If the misery of the poor be caused not by the laws of nature, but by our institutions, great is our sin.
- Charles Darwin
Nature, Poor, Laws, Institutions
At some future period, not very distant as measured by centuries, the civilized races of man will almost certainly exterminate, and replace the savage races throughout the world.
- Charles Darwin
Some, Measured, Very, Centuries
A man's friendships are one of the best measures of his worth.
- Charles Darwin
Friendship, Measures, His, Friendships
False facts are highly injurious to the progress of science, for they often endure long; but false views, if supported by some evidence, do little harm, for every one takes a salutary pleasure in proving their falseness.
- Charles Darwin
Some, Evidence, Harm, Proving
Man tends to increase at a greater rate than his means of subsistence.
- Charles Darwin
Means, His, Rate, Subsistence
I am turned into a sort of machine for observing facts and grinding out conclusions.
- Charles Darwin
I Am, Machine, Turned, Conclusions
I cannot persuade myself that a beneficent and omnipotent God would have designedly created parasitic wasps with the express intention of their feeding within the living bodies of Caterpillars.
- Charles Darwin
Living, Within, Created, Intention
It is a cursed evil to any man to become as absorbed in any subject as I am in mine.
- Charles Darwin
I Am, Mine, Cursed, Absorb
Man is descended from a hairy, tailed quadruped, probably arboreal in its habits.
- Charles Darwin
Man, Habits, Hairy, Descended
My mind seems to have become a kind of machine for grinding general laws out of large collections of facts.
- Charles Darwin
Mind, Laws, Large, Grinding
The mystery of the beginning of all things is insoluble by us; and I for one must be content to remain an agnostic.
- Charles Darwin
Beginning, Content, Remain, All Things
A scientific man ought to have no wishes, no affections, - a mere heart of stone.
- Charles Darwin
Scientific, Mere, Affections, Stone
I have steadily endeavoured to keep my mind free so as to give up any hypothesis, however much beloved (and I cannot resist forming one on every subject), as soon as facts are shown to be opposed to it.
- Charles Darwin
However, Forming, Subject, Steadily
I love fools' experiments.

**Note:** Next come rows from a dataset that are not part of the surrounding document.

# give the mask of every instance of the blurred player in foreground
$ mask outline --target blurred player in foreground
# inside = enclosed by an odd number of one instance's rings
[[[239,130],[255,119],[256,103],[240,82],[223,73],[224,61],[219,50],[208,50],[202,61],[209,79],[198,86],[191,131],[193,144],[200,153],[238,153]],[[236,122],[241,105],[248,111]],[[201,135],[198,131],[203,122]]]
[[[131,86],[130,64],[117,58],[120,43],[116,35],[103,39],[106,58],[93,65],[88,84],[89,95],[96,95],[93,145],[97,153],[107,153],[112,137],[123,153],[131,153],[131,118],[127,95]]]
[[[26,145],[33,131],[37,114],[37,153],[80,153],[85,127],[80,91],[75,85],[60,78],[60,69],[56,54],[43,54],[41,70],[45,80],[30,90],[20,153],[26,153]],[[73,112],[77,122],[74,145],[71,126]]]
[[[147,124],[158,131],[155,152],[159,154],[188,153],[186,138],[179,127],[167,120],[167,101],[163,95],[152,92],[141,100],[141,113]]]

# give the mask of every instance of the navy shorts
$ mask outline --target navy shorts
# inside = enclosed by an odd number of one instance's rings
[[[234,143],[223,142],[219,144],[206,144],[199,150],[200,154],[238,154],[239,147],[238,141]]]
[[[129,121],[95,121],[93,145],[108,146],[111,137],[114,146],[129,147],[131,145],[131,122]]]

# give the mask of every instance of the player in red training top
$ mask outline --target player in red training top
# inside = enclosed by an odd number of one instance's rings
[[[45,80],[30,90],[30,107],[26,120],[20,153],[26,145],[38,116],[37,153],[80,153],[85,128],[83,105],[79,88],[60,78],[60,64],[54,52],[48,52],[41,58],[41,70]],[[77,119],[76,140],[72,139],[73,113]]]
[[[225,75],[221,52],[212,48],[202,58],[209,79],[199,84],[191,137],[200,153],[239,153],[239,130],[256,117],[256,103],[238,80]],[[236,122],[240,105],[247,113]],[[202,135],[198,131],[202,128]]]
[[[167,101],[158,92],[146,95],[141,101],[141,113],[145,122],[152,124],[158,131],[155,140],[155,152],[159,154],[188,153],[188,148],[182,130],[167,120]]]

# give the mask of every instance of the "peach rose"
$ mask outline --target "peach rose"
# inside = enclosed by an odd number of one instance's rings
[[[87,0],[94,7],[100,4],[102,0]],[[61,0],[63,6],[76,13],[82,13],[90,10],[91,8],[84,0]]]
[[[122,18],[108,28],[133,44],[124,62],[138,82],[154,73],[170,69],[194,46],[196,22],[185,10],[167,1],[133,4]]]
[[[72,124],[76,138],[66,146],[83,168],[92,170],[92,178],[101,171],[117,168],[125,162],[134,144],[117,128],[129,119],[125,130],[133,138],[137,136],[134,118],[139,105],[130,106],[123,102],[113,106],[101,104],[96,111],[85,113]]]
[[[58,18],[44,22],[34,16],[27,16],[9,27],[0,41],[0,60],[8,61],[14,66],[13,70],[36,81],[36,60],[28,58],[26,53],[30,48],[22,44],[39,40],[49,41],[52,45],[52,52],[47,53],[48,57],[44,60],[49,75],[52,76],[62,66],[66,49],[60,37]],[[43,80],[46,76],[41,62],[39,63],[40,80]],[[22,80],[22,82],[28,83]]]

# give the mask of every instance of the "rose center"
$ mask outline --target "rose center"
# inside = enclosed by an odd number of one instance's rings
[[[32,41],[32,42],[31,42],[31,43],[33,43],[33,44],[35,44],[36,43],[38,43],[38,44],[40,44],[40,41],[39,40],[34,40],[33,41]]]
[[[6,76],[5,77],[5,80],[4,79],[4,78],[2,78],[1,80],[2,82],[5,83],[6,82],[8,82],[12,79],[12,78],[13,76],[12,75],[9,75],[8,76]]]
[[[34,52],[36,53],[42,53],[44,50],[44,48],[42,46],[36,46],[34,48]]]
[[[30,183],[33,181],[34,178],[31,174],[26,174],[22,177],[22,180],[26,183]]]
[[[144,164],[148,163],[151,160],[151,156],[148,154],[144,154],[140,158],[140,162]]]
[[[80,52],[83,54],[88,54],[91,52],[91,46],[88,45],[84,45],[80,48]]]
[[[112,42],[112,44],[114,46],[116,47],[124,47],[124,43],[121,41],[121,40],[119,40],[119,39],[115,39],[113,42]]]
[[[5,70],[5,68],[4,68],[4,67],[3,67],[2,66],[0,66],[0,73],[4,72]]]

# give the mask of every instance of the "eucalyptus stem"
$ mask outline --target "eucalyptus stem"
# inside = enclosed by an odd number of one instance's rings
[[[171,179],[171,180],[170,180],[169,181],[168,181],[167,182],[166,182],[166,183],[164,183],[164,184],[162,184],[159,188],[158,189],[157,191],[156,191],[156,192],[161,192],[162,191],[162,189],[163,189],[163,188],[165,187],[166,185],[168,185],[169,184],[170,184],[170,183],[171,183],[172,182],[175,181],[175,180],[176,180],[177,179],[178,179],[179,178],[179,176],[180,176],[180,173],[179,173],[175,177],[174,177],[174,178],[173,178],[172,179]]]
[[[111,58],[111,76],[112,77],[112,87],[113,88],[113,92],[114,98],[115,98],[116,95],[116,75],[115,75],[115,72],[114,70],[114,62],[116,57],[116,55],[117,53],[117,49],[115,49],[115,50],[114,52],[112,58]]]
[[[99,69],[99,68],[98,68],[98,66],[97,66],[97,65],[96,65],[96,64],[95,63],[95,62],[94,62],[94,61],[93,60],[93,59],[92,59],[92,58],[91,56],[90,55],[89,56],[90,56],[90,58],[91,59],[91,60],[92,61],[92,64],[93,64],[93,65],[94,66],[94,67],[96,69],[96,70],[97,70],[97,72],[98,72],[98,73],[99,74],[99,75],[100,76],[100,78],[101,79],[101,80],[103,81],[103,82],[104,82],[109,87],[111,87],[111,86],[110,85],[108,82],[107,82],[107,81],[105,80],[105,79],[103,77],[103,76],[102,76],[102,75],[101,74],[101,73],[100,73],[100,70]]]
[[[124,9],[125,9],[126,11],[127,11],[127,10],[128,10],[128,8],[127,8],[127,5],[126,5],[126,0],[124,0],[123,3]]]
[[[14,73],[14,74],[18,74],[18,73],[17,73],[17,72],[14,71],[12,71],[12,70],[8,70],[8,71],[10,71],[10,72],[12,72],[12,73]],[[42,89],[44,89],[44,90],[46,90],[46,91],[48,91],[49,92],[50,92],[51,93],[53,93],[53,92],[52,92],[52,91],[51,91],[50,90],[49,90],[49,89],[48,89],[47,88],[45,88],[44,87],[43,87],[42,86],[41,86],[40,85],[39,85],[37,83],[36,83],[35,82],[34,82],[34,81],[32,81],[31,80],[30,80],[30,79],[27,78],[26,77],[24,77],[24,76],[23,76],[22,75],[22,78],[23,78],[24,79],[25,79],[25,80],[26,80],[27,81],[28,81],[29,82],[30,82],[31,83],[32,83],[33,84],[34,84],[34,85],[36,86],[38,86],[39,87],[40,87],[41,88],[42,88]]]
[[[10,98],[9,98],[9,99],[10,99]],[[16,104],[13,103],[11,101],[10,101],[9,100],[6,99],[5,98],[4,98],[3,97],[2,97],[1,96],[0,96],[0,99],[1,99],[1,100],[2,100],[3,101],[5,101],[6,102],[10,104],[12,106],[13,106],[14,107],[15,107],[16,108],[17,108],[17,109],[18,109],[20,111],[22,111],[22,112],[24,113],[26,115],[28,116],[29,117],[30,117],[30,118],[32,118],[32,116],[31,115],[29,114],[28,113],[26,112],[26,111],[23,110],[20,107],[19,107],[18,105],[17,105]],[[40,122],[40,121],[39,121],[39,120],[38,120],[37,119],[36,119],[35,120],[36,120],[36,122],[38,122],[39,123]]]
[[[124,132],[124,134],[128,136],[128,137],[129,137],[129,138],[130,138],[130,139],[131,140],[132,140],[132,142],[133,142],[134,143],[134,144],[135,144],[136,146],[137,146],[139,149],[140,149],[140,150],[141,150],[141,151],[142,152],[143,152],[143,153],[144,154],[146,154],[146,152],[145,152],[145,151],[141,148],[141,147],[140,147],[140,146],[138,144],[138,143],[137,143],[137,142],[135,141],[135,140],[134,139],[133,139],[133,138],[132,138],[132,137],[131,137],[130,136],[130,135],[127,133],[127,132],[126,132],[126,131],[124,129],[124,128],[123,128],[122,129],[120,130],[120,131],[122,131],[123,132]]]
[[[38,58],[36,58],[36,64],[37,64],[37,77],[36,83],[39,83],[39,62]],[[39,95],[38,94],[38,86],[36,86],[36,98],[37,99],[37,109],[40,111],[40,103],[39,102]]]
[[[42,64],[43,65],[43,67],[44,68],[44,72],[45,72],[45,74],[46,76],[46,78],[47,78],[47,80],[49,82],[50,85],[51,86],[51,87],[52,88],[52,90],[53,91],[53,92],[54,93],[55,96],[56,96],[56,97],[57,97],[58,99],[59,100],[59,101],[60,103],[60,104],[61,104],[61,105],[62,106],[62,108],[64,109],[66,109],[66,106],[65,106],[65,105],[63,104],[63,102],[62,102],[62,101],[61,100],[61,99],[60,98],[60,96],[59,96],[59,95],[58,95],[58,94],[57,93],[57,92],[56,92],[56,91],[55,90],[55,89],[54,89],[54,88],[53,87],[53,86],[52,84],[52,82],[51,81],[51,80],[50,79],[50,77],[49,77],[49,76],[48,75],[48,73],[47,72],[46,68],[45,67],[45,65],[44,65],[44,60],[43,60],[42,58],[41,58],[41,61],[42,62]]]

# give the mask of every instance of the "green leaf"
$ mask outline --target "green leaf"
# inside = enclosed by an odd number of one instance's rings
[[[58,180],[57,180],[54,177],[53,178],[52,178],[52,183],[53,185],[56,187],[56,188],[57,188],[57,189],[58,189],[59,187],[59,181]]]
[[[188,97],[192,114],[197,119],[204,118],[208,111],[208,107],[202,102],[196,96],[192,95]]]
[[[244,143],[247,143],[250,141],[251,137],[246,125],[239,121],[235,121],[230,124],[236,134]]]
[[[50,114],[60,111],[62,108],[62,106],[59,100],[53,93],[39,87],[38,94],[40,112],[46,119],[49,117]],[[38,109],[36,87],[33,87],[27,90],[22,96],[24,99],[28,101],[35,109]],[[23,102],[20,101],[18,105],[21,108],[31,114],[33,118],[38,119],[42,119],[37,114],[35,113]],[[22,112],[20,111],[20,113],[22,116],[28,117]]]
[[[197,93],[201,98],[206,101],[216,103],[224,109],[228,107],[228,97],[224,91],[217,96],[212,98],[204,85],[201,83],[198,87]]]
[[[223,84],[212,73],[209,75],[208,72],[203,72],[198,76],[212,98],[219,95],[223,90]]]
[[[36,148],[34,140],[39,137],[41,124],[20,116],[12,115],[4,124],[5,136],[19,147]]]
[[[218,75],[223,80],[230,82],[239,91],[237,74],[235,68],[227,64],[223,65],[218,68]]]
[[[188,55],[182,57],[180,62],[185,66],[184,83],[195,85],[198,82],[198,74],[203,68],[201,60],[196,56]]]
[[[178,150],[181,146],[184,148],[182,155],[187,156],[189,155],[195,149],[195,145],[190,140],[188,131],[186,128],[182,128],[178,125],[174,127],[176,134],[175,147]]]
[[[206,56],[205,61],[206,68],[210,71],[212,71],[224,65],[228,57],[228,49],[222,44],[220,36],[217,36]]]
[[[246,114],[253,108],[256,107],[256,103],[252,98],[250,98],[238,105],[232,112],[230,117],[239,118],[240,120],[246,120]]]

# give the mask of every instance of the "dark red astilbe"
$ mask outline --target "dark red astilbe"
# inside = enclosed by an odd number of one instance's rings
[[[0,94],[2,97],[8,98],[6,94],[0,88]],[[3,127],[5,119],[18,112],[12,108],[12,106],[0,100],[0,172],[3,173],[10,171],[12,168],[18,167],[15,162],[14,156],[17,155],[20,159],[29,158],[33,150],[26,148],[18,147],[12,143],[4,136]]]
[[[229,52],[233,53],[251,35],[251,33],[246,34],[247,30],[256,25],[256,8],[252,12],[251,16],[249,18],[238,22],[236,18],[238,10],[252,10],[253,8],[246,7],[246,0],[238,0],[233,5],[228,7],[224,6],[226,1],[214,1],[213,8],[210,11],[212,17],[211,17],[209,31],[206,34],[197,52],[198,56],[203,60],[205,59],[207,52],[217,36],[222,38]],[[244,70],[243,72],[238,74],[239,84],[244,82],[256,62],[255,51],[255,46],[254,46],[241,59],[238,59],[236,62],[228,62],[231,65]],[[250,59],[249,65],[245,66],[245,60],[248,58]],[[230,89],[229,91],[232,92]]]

I am always making them.
- Charles Darwin
Love, Funny, Always, Fools
We must, however, acknowledge, as it seems to me, that man with all his noble qualities... still bears in his bodily frame the indelible stamp of his lowly origin.
- Charles Darwin
Still, However, Indelible, Frame
An American monkey, after getting drunk on brandy, would never touch it again, and thus is much wiser than most men.
- Charles Darwin
Monkey, Again, Thus, Brandy
We can allow satellites, planets, suns, universe, nay whole systems of universes, to be governed by laws, but the smallest insect, we wish to be created at once by special act.
- Charles Darwin
Laws, Allow, Satellites, Insect
What a book a devil's chaplain might write on the clumsy, wasteful, blundering, low, and horribly cruel work of nature!
- Charles Darwin
Nature, Cruel, Horribly, Clumsy
The highest possible stage in moral culture is when we recognize that we ought to control our thoughts.
- Charles Darwin
Thoughts, Stage, Highest, Ought
I have tried lately to read Shakespeare, and found it so intolerably dull that it nauseated me.
- Charles Darwin
Tried, Found, Read, Lately
I have called this principle, by which each slight variation, if useful, is preserved, by the term of Natural Selection.
- Charles Darwin
Principle, Which, Slight, Variation
Ignorance more frequently begets confidence than does knowledge: it is those who know little, and not those who know much, who so positively assert that this or that problem will never be solved by science.
- Charles Darwin
Will, More, Frequently, Assert
How paramount the future is to the present when one is surrounded by children.
- Charles Darwin
Children, How, Surrounded, Paramount
To kill an error is as good a service as, and sometimes even better than, the establishing of a new truth or fact.
- Charles Darwin
New, Fact, Sometimes, Error
The very essence of instinct is that it's followed independently of reason.
- Charles Darwin
Brainy, Reason, Very, Followed
On the ordinary view of each species having been independently created, we gain no scientific explanation.
- Charles Darwin
Science, View, Been, Explanation
Animals, whom we have made our slaves, we do not like to consider our equal.
- Charles Darwin
Like, Slaves, Equal, Whom
A moral being is one who is capable of reflecting on his past actions and their motives - of approving of some and disapproving of others.
- Charles Darwin
Past, Some, Motives, Approving
A man who dares to waste one hour of time has not discovered the value of life.